The Truth About George Harrison's Prank On Phil Collins

It's always fun when people pull pranks on each other, whether it's at home or at the office — or on "The Office," the television show, when Jim Halpert would do things like put Dwight Schrute's stapler in jello. There's something delicious about pulling off a good prank — one doesn't harm anyone, of course. It's all about the work and effort to see the hilarious payoff. "Candid Camera" was a television staple for a long time for a reason. 

Do you know what's even better? When celebrities prank each other. They have even more creativity and money to be able to do the things that they do to each other. Ashton Kutcher had his own TV show centered around that, "Punk'd," where he would do outrageous pranks, via IMDb. Nick Cannon put his face on Kevin Hart's airplane, per People. Adele also went incognito among other Adele impersonators, and Hugh Jackman did a great fake feud with Ryan Reynolds. 

Those celebrity pranks were great. But who knew that George Harrison would go to amazing lengths just to pull a prank on fellow music legend Phil Collins

The Quiet Beatle was a very funny man

While George Harrison might have been known by many as the "Quiet Beatle," he was a very funny man. In fact, he even produced "Monty Python's The Life of Brian," in which he briefly appeared. This prank goes even further back than that, though. Per the Independent, it was 1970 and a young Phil Collins came to do some drum session work for Harrison. Later that same year, he would audition for a little band known as Genesis. Harrison had him play some congas for some songs that would appear on the "All Things Must Pass" album. It turned out that Collins was not up to par at the time, and they cut his part from the album. The teen was disappointed, but it didn't derail his path to superstardom, both with Genesis and solo.

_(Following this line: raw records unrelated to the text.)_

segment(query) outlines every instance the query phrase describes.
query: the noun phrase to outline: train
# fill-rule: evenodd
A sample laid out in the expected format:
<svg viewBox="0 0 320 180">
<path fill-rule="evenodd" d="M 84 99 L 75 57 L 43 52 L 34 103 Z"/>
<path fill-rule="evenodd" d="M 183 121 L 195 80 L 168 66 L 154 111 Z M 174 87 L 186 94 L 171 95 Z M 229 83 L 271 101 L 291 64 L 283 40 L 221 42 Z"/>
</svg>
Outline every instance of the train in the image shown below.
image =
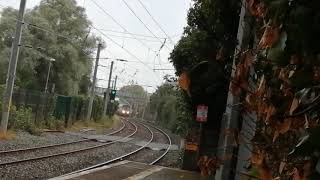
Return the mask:
<svg viewBox="0 0 320 180">
<path fill-rule="evenodd" d="M 132 113 L 132 110 L 130 105 L 127 105 L 127 104 L 119 105 L 119 108 L 117 110 L 118 115 L 127 117 L 127 116 L 130 116 L 131 113 Z"/>
</svg>

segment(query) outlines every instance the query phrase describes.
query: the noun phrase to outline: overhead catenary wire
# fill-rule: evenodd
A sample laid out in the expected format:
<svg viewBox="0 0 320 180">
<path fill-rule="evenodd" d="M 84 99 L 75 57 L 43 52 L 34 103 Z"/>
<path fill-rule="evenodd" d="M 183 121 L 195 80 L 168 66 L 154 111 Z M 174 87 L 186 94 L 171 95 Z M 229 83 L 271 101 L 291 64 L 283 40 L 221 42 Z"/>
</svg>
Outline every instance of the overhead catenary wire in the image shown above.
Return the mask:
<svg viewBox="0 0 320 180">
<path fill-rule="evenodd" d="M 123 34 L 123 35 L 134 35 L 134 36 L 141 36 L 143 38 L 150 38 L 150 39 L 155 39 L 155 37 L 153 36 L 149 36 L 149 35 L 145 35 L 145 34 L 136 34 L 136 33 L 131 33 L 131 32 L 123 32 L 123 31 L 116 31 L 116 30 L 113 30 L 113 29 L 104 29 L 104 28 L 100 28 L 101 31 L 106 31 L 106 32 L 112 32 L 112 33 L 119 33 L 119 34 Z M 180 34 L 178 34 L 180 35 Z M 160 39 L 166 39 L 166 37 L 158 37 Z"/>
<path fill-rule="evenodd" d="M 131 51 L 129 51 L 128 49 L 126 49 L 125 47 L 123 47 L 121 44 L 119 44 L 118 42 L 116 42 L 115 40 L 113 40 L 112 38 L 110 38 L 108 35 L 106 35 L 104 32 L 100 31 L 98 28 L 96 28 L 95 26 L 91 25 L 92 28 L 94 28 L 95 30 L 97 30 L 101 35 L 103 35 L 104 37 L 106 37 L 109 41 L 111 41 L 112 43 L 114 43 L 115 45 L 117 45 L 118 47 L 120 47 L 121 49 L 123 49 L 126 53 L 128 53 L 130 56 L 132 56 L 133 58 L 135 58 L 136 60 L 138 60 L 141 64 L 143 64 L 145 67 L 147 67 L 149 70 L 151 70 L 151 72 L 153 72 L 156 77 L 161 81 L 161 79 L 159 78 L 159 75 L 157 73 L 155 73 L 152 68 L 146 64 L 145 62 L 143 62 L 142 60 L 140 60 L 136 55 L 134 55 Z"/>
<path fill-rule="evenodd" d="M 151 17 L 152 21 L 159 27 L 159 29 L 166 35 L 166 37 L 169 39 L 170 43 L 172 45 L 174 45 L 173 40 L 171 39 L 171 37 L 166 33 L 166 31 L 162 28 L 162 26 L 158 23 L 158 21 L 152 16 L 152 14 L 150 13 L 150 11 L 148 10 L 148 8 L 143 4 L 143 2 L 141 0 L 138 0 L 139 4 L 143 7 L 143 9 L 149 14 L 149 16 Z"/>
<path fill-rule="evenodd" d="M 109 14 L 102 6 L 100 6 L 95 0 L 91 0 L 91 2 L 93 2 L 93 4 L 95 4 L 95 6 L 97 6 L 104 14 L 106 14 L 114 23 L 116 23 L 122 30 L 124 30 L 126 33 L 130 34 L 133 38 L 135 38 L 138 42 L 140 42 L 143 46 L 145 46 L 146 48 L 148 48 L 149 50 L 152 50 L 153 52 L 156 53 L 156 51 L 154 51 L 153 49 L 151 49 L 151 47 L 149 47 L 147 44 L 145 44 L 143 41 L 141 41 L 140 39 L 137 39 L 135 35 L 133 35 L 132 33 L 130 33 L 123 25 L 121 25 L 111 14 Z M 97 31 L 100 31 L 100 29 L 96 28 Z"/>
<path fill-rule="evenodd" d="M 135 11 L 131 8 L 131 6 L 125 1 L 122 0 L 122 2 L 126 5 L 126 7 L 131 11 L 131 13 L 141 22 L 141 24 L 143 24 L 143 26 L 155 37 L 157 38 L 161 43 L 163 43 L 161 41 L 161 39 L 159 37 L 157 37 L 151 30 L 150 28 L 147 26 L 146 23 L 144 23 L 141 18 L 135 13 Z M 165 45 L 165 44 L 164 44 Z M 167 45 L 165 45 L 166 48 L 168 48 L 169 50 L 171 50 Z"/>
<path fill-rule="evenodd" d="M 159 53 L 159 52 L 157 52 L 157 51 L 155 51 L 155 50 L 153 50 L 151 47 L 149 47 L 148 45 L 146 45 L 142 40 L 140 40 L 140 39 L 138 39 L 133 33 L 130 33 L 121 23 L 119 23 L 110 13 L 108 13 L 100 4 L 98 4 L 95 0 L 92 0 L 91 2 L 93 2 L 94 3 L 94 5 L 96 6 L 96 7 L 98 7 L 104 14 L 106 14 L 114 23 L 116 23 L 124 32 L 126 32 L 126 33 L 128 33 L 128 34 L 130 34 L 134 39 L 136 39 L 137 41 L 139 41 L 143 46 L 145 46 L 146 48 L 148 48 L 148 50 L 150 51 L 152 51 L 153 53 L 155 53 L 155 54 L 157 54 L 157 53 Z M 133 11 L 134 12 L 134 11 Z M 100 30 L 100 29 L 98 29 L 98 28 L 95 28 L 98 32 L 100 32 L 101 33 L 101 31 L 102 30 Z M 104 35 L 106 35 L 105 33 L 104 33 Z M 154 35 L 154 34 L 153 34 Z M 164 42 L 162 42 L 162 40 L 159 38 L 159 37 L 157 37 L 157 36 L 155 36 L 154 35 L 154 37 L 155 38 L 157 38 L 158 39 L 158 41 L 159 42 L 161 42 L 161 44 L 163 44 Z M 119 44 L 119 43 L 118 43 Z M 165 44 L 163 44 L 162 46 L 164 46 Z M 167 46 L 165 46 L 165 47 L 167 47 Z M 121 45 L 121 48 L 123 48 L 123 46 Z M 168 47 L 167 47 L 168 48 Z M 168 48 L 169 50 L 171 50 L 170 48 Z M 161 59 L 159 59 L 159 61 L 161 61 Z"/>
<path fill-rule="evenodd" d="M 92 0 L 94 1 L 94 0 Z M 2 5 L 0 5 L 2 6 Z M 5 6 L 2 6 L 2 7 L 5 7 Z M 106 12 L 107 13 L 107 12 Z M 112 17 L 112 16 L 110 16 Z M 113 18 L 113 17 L 112 17 Z M 18 19 L 16 18 L 12 18 L 16 21 L 19 21 Z M 29 26 L 29 27 L 33 27 L 33 28 L 36 28 L 38 30 L 42 30 L 44 32 L 47 32 L 47 33 L 50 33 L 50 34 L 53 34 L 55 36 L 58 36 L 58 37 L 61 37 L 61 38 L 64 38 L 66 40 L 68 40 L 70 43 L 74 44 L 74 40 L 71 39 L 70 37 L 67 37 L 66 35 L 62 35 L 60 33 L 57 33 L 57 32 L 54 32 L 52 30 L 49 30 L 47 28 L 43 28 L 41 26 L 38 26 L 36 24 L 33 24 L 33 23 L 29 23 L 29 22 L 26 22 L 26 21 L 23 21 L 22 22 L 23 24 Z M 118 25 L 121 25 L 121 24 L 118 24 Z M 133 58 L 135 58 L 136 60 L 138 60 L 139 63 L 143 64 L 144 66 L 146 66 L 148 69 L 150 69 L 151 72 L 153 72 L 153 74 L 156 75 L 156 78 L 158 78 L 158 80 L 161 81 L 161 79 L 159 78 L 159 75 L 157 73 L 155 73 L 154 71 L 152 71 L 152 68 L 150 66 L 148 66 L 145 62 L 143 62 L 142 60 L 140 60 L 137 56 L 135 56 L 132 52 L 130 52 L 128 49 L 122 47 L 119 43 L 117 43 L 116 41 L 114 41 L 112 38 L 110 38 L 108 35 L 106 35 L 104 32 L 102 32 L 101 30 L 99 30 L 98 28 L 94 27 L 93 25 L 89 25 L 91 26 L 92 28 L 94 28 L 96 31 L 98 31 L 100 34 L 102 34 L 104 37 L 106 37 L 107 39 L 109 39 L 111 42 L 113 42 L 115 45 L 119 46 L 121 49 L 123 49 L 124 51 L 126 51 L 130 56 L 132 56 Z M 126 32 L 128 32 L 126 29 L 124 29 Z"/>
</svg>

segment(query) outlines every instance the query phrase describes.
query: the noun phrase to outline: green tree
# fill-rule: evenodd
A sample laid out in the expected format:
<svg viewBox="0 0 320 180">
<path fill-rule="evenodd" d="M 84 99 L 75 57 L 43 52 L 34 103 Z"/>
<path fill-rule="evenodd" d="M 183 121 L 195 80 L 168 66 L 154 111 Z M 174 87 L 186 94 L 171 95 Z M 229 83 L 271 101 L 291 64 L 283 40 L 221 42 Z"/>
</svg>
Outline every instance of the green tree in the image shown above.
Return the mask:
<svg viewBox="0 0 320 180">
<path fill-rule="evenodd" d="M 127 85 L 120 88 L 120 91 L 123 93 L 128 93 L 137 97 L 145 97 L 146 92 L 140 85 Z"/>
<path fill-rule="evenodd" d="M 5 83 L 6 69 L 10 55 L 17 10 L 6 8 L 0 19 L 0 80 Z M 98 40 L 90 35 L 91 22 L 85 9 L 77 6 L 75 0 L 42 0 L 40 4 L 26 11 L 22 47 L 17 67 L 16 85 L 21 88 L 43 90 L 48 70 L 46 57 L 56 59 L 50 74 L 56 92 L 65 95 L 85 93 L 90 83 L 92 62 Z M 54 32 L 54 33 L 53 33 Z M 59 36 L 62 35 L 62 36 Z M 35 49 L 41 47 L 41 49 Z"/>
</svg>

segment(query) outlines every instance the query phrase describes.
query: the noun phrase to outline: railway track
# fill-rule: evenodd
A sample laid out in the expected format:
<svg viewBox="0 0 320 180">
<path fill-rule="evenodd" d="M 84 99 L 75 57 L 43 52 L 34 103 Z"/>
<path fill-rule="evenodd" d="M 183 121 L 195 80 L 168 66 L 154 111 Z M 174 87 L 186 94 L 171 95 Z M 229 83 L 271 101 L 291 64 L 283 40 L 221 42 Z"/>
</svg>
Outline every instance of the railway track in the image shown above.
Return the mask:
<svg viewBox="0 0 320 180">
<path fill-rule="evenodd" d="M 98 145 L 94 145 L 94 146 L 90 146 L 90 147 L 86 147 L 86 148 L 80 148 L 80 149 L 76 149 L 76 150 L 72 150 L 72 151 L 66 151 L 66 152 L 60 152 L 60 153 L 54 153 L 54 154 L 49 154 L 49 155 L 43 155 L 43 156 L 36 156 L 36 157 L 31 157 L 31 158 L 25 158 L 25 159 L 19 159 L 19 160 L 14 160 L 14 161 L 8 161 L 8 162 L 2 162 L 0 163 L 0 167 L 1 166 L 6 166 L 6 165 L 12 165 L 12 164 L 18 164 L 18 163 L 22 163 L 22 162 L 31 162 L 31 161 L 36 161 L 36 160 L 41 160 L 41 159 L 46 159 L 46 158 L 51 158 L 51 157 L 57 157 L 57 156 L 64 156 L 64 155 L 68 155 L 68 154 L 73 154 L 73 153 L 78 153 L 78 152 L 83 152 L 83 151 L 88 151 L 88 150 L 92 150 L 92 149 L 96 149 L 99 147 L 105 147 L 107 145 L 119 142 L 123 139 L 129 138 L 131 136 L 133 136 L 137 131 L 138 131 L 138 127 L 130 122 L 129 122 L 133 127 L 134 127 L 134 131 L 132 133 L 130 133 L 129 135 L 116 139 L 114 141 L 110 141 L 107 143 L 102 143 L 102 144 L 98 144 Z M 125 123 L 124 123 L 125 124 Z M 111 134 L 116 134 L 118 132 L 120 132 L 121 130 L 123 130 L 124 126 L 123 125 L 120 129 L 109 133 L 108 135 Z M 39 150 L 39 149 L 46 149 L 46 148 L 52 148 L 52 147 L 59 147 L 59 146 L 64 146 L 64 145 L 69 145 L 69 144 L 75 144 L 75 143 L 79 143 L 79 142 L 85 142 L 85 141 L 91 141 L 91 139 L 84 139 L 84 140 L 80 140 L 80 141 L 73 141 L 73 142 L 69 142 L 69 143 L 61 143 L 61 144 L 55 144 L 55 145 L 48 145 L 48 146 L 41 146 L 41 147 L 35 147 L 35 148 L 26 148 L 26 149 L 17 149 L 17 150 L 10 150 L 10 151 L 2 151 L 2 154 L 9 154 L 9 153 L 22 153 L 22 152 L 27 152 L 30 150 Z"/>
<path fill-rule="evenodd" d="M 122 131 L 125 127 L 126 124 L 121 120 L 122 126 L 115 130 L 112 131 L 108 134 L 105 135 L 114 135 Z M 92 141 L 92 139 L 81 139 L 77 141 L 71 141 L 71 142 L 66 142 L 66 143 L 59 143 L 59 144 L 50 144 L 50 145 L 45 145 L 45 146 L 38 146 L 38 147 L 31 147 L 31 148 L 19 148 L 19 149 L 12 149 L 12 150 L 7 150 L 7 151 L 0 151 L 0 155 L 4 154 L 9 154 L 9 153 L 19 153 L 19 152 L 26 152 L 26 151 L 33 151 L 33 150 L 39 150 L 39 149 L 46 149 L 46 148 L 53 148 L 53 147 L 59 147 L 59 146 L 66 146 L 66 145 L 71 145 L 71 144 L 76 144 L 76 143 L 83 143 L 83 142 L 89 142 Z"/>
<path fill-rule="evenodd" d="M 73 174 L 77 174 L 77 173 L 81 173 L 81 172 L 84 172 L 84 171 L 88 171 L 88 170 L 92 170 L 92 169 L 95 169 L 95 168 L 99 168 L 99 167 L 102 167 L 102 166 L 105 166 L 105 165 L 108 165 L 108 164 L 111 164 L 111 163 L 114 163 L 114 162 L 117 162 L 119 160 L 123 160 L 125 158 L 128 158 L 129 156 L 133 155 L 133 154 L 136 154 L 138 153 L 139 151 L 143 150 L 144 148 L 146 148 L 152 141 L 154 141 L 154 132 L 151 130 L 151 128 L 149 126 L 151 126 L 153 129 L 156 129 L 157 131 L 159 131 L 161 134 L 163 134 L 167 140 L 168 140 L 168 147 L 166 148 L 165 152 L 162 153 L 159 157 L 157 157 L 155 160 L 153 160 L 151 163 L 149 163 L 150 165 L 153 165 L 153 164 L 156 164 L 157 162 L 159 162 L 163 157 L 165 157 L 165 155 L 169 152 L 170 148 L 171 148 L 171 145 L 172 145 L 172 141 L 171 141 L 171 138 L 170 136 L 164 132 L 162 129 L 156 127 L 156 126 L 153 126 L 153 125 L 150 125 L 150 124 L 146 124 L 146 123 L 142 123 L 142 122 L 139 122 L 139 124 L 143 125 L 150 133 L 150 139 L 141 147 L 139 147 L 138 149 L 135 149 L 131 152 L 128 152 L 124 155 L 121 155 L 121 156 L 118 156 L 116 158 L 113 158 L 111 160 L 108 160 L 108 161 L 105 161 L 103 163 L 99 163 L 99 164 L 96 164 L 96 165 L 93 165 L 93 166 L 90 166 L 90 167 L 87 167 L 87 168 L 84 168 L 84 169 L 81 169 L 81 170 L 77 170 L 77 171 L 74 171 L 74 172 L 71 172 L 71 173 L 68 173 L 68 174 L 65 174 L 65 175 L 62 175 L 60 177 L 56 177 L 56 178 L 53 178 L 54 180 L 58 180 L 58 179 L 64 179 L 64 177 L 66 176 L 70 176 L 70 175 L 73 175 Z"/>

That wasn't the prank, though. Years later, Harrison sent Collins the supposed recordings from that session. When the Genesis frontman played the part that was supposed to be his congas, it was horrible. Way too loud and out of rhythm. Turns out, it wasn't really Collins. Harrison had shelled out money to musicians to recreate the song, and he had someone else do a really bad take. Yes, the jokes that the wealthy can pull off. Collins was amused at what the late Beatle had done. This could also be a lesson for us — find something to laugh about each day.